Ира увидела, как над ней вырос сперва розовый ирокез, а затем округлое лицо отчётливого восточного типажа, на котором непривычно смотрелись злые карие глаза — практически никогда восточные девушки не смотрят на мир с таким вызовом. Потом чьи-то руки безжалостно вздёрнули Соколову подмышки и поволокли в тень, к мешкам. Ира начала чихать от мучной пыли, но вскоре на неё нахлынула благодарность — навес над мешками спасал от палящего зноя. Только тогда она позволила себе потерять сознание.
В проступающих сквозь беспамятство видениях она видела себя словно со стороны, пока на маленькой тележке её везли к садоводству. Видела магазин, проплывший перед глазами под ровный гул подшипников в колесе. Видела разбитый капот «Мицубиси». Затем кадры начали меняться как на рваной киноплёнке.
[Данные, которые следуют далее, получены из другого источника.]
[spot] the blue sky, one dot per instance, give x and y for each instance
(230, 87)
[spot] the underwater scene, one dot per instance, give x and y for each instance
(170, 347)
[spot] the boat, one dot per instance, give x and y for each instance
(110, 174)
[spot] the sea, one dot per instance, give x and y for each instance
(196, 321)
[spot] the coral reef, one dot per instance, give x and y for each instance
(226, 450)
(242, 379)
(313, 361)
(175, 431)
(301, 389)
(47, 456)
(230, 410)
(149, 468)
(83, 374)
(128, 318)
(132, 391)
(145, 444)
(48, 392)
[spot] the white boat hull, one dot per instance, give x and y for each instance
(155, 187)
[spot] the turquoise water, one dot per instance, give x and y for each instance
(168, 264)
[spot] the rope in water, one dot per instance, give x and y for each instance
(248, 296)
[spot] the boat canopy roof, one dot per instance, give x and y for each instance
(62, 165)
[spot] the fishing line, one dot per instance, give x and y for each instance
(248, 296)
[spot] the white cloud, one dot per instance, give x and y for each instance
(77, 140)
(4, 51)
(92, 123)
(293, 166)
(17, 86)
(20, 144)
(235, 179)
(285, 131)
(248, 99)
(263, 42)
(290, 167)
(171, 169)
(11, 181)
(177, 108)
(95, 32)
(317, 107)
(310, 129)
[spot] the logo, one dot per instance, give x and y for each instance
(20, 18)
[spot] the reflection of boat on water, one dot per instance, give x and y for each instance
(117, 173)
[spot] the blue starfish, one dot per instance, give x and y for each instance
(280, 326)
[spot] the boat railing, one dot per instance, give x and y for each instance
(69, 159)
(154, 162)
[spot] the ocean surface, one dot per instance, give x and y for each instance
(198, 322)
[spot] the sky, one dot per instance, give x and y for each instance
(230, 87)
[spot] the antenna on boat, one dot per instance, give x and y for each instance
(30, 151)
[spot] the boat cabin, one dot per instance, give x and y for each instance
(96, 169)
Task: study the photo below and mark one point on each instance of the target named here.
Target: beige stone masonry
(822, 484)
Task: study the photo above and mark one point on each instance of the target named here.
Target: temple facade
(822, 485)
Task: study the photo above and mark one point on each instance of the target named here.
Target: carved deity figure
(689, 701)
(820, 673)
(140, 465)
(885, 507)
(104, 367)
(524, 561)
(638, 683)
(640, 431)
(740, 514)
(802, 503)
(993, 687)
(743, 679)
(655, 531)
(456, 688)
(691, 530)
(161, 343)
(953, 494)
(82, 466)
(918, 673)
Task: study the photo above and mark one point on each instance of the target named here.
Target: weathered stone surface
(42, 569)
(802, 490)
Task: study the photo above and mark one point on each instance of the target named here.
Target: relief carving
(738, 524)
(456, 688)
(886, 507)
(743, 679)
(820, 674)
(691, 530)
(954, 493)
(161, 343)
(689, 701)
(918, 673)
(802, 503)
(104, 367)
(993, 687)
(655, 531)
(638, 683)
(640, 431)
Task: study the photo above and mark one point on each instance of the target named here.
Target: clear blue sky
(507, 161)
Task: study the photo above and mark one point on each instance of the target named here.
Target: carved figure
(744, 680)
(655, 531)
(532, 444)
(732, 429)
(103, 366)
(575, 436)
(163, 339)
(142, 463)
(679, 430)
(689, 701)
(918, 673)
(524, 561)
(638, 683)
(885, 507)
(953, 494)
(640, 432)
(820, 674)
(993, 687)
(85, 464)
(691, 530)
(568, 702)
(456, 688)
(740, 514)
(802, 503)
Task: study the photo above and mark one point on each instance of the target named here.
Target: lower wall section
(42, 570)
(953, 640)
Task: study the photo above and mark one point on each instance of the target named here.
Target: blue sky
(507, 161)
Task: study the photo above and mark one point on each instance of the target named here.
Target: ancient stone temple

Потолок становился то белым, то железным. Лязгал металл. Что-то горячее ползло по телу, и в такие моменты ей хотелось кричать, но жар тут же сменялся холодом — таким липким, что Соколова догадалась: её поливают водой из обычного садового шланга. В следующий раз, когда она открыла глаза, потолок оказался чёрным. Едва скосив взгляд на часы, Ира увидела, что в темноте светится половина первого ночи, и провалилась обратно в дурной сон, полный головной боли и треска в ушах. В три часа утра, когда Ира ненадолго проснулась снова, она поняла, что лежит на койке в тесном рабочем бараке.
— Есть хуёвая новость, — произнёс гортанный голос над ней с лёгким грассированием. — Ты всё ещё на этом свете.
Пятый разведчик, получившая свой позывной в честь битвы настолько кровопролитной, что её масштабами был потрясён швейцарский предприниматель Анри Дюнан, вдохновитель движения Красного креста, более чем соответствовала характером выбранному цвету. Человека, чья человечность стремилась к нулю ещё до возникновения понятия гуманизм, Наиру Гизатуллину не зря прозвали Сольферино — и горькая правда заключалась в том, что Ира оказалась не только на этом свете, но и в компании, в которой вряд ли захотела бы быть.